To the best of our knowledge, this is the largest prospective study looking at a wide range of biomarker measurements and prostate cancer incidence and mortality data. The UK Biobank has measured a panel of biomarkers in blood samples from the entire cohort, including biomarkers that have not been previously studied in prostate cancer analyses. Moreover, repeated measurements of biomarkers were available for a subsample of repeat blood specimens collected 4 years after recruitment, which has made it possible for us to adjust estimates of associations between biomarkers and risk for regression dilution bias.18 In addition, this is a relatively young cohort, which permits examination of factors related to earlier onset prostate cancer. Many covariates, such as adiposity measurements or blood pressure, were assessed by trained research clinic staff instead of being self-reported.

This study also has several limitations. Although UK Biobank includes participants from multiple regions across the UK, including deprived areas, it is not a representative sample of the whole UK population11 and this cohort may have suffered from selection bias,42 although the direction of risk factor associations in the UK Biobank seem to be generalisable.43 As in every observational study, there may be some residual confounding by unmeasured risk factors.
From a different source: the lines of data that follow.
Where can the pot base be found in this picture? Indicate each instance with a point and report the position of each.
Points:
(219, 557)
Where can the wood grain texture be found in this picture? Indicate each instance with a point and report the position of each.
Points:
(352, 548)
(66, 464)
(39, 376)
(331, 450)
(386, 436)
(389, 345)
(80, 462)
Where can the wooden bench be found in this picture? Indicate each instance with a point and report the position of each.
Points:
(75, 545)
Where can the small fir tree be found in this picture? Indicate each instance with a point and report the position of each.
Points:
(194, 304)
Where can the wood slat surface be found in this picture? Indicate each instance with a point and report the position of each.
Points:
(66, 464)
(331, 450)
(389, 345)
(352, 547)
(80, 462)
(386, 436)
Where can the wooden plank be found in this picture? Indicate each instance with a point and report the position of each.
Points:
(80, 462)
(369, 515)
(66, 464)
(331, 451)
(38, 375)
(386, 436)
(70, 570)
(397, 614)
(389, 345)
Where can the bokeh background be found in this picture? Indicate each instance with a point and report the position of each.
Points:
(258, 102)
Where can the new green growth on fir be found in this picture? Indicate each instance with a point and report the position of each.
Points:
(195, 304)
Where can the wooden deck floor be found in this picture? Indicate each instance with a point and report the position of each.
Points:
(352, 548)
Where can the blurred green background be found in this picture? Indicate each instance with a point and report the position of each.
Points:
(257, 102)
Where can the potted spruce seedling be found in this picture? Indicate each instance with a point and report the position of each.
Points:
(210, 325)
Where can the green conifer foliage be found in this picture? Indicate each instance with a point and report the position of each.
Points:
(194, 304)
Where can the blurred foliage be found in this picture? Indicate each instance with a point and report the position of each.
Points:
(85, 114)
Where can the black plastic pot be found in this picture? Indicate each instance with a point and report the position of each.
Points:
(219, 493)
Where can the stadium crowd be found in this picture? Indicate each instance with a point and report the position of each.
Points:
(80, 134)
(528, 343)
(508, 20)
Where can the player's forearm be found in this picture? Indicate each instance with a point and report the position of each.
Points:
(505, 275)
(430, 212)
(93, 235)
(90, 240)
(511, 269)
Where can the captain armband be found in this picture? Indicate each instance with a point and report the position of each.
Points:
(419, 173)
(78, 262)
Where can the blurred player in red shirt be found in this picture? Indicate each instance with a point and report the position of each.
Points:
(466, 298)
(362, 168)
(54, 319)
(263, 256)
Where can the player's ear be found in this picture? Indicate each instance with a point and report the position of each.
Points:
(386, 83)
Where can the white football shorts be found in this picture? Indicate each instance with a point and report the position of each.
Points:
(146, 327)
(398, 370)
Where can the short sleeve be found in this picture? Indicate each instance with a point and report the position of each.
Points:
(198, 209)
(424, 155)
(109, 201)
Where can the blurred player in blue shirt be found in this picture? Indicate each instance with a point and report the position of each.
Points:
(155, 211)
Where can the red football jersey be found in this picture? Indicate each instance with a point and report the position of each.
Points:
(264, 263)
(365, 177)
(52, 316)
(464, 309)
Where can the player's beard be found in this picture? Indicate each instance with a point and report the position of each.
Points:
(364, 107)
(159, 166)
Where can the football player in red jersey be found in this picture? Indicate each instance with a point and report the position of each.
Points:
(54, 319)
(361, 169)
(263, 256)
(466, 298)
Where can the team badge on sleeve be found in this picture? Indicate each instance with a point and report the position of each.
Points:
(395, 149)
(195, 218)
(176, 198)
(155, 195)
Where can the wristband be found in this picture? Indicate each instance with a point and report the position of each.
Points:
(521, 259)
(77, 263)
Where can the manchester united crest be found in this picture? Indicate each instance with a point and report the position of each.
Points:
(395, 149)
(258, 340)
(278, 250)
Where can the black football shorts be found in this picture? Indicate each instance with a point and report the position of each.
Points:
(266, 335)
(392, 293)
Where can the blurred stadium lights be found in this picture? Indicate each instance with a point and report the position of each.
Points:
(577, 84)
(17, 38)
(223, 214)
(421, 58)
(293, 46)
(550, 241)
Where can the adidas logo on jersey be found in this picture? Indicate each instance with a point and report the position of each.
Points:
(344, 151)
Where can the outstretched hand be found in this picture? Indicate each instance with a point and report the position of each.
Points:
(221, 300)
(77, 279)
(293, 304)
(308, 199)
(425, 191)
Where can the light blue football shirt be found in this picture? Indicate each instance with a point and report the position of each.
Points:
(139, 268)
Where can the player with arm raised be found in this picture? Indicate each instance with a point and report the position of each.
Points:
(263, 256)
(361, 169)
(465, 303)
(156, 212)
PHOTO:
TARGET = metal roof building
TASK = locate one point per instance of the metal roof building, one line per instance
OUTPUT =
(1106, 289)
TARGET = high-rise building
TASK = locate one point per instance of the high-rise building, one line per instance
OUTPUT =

Some of the results may be influenced by detection bias, as comorbidities may affect both biomarker concentrations and prostate specific antigen test attendance and/or results. Moreover, the blood samples of the current study are non-fasting and we do not have 24-h urine samples, and therefore, some biological measurements may have been affected by time since last meal. While we performed sensitivity analyses excluding the first 4 years of follow-up some of the associations may be due to reversed causality, as the follow-up is relatively short. Moreover, due to the small number of prostate cancer deaths we had limited power to find associations. While we have hypotheses for some of the biomarkers, we do not have a hypothesis for others as they have not previously been assessed in relation to prostate cancer, and some of the analyses using these biomarkers were exploratory. Finally, as in other epidemiological studies, there may be some misclassification of the underlying cause of death; furthermore, information on tumour characteristics, such as tumour stage and Gleason grade, is currently unavailable in the UK Biobank.

In conclusion, we have reported a range of possible novel biomarkers for prostate cancer incidence and mortality in this large UK prospective study. Since some of these analyses were exploratory, these results should be interpreted carefully. Future analyses will include research by tumour characteristics, which will help to determine whether these associations may be due to differences in the likelihood of being diagnosed and/or differences in the risk of developing clinically important prostate cancer.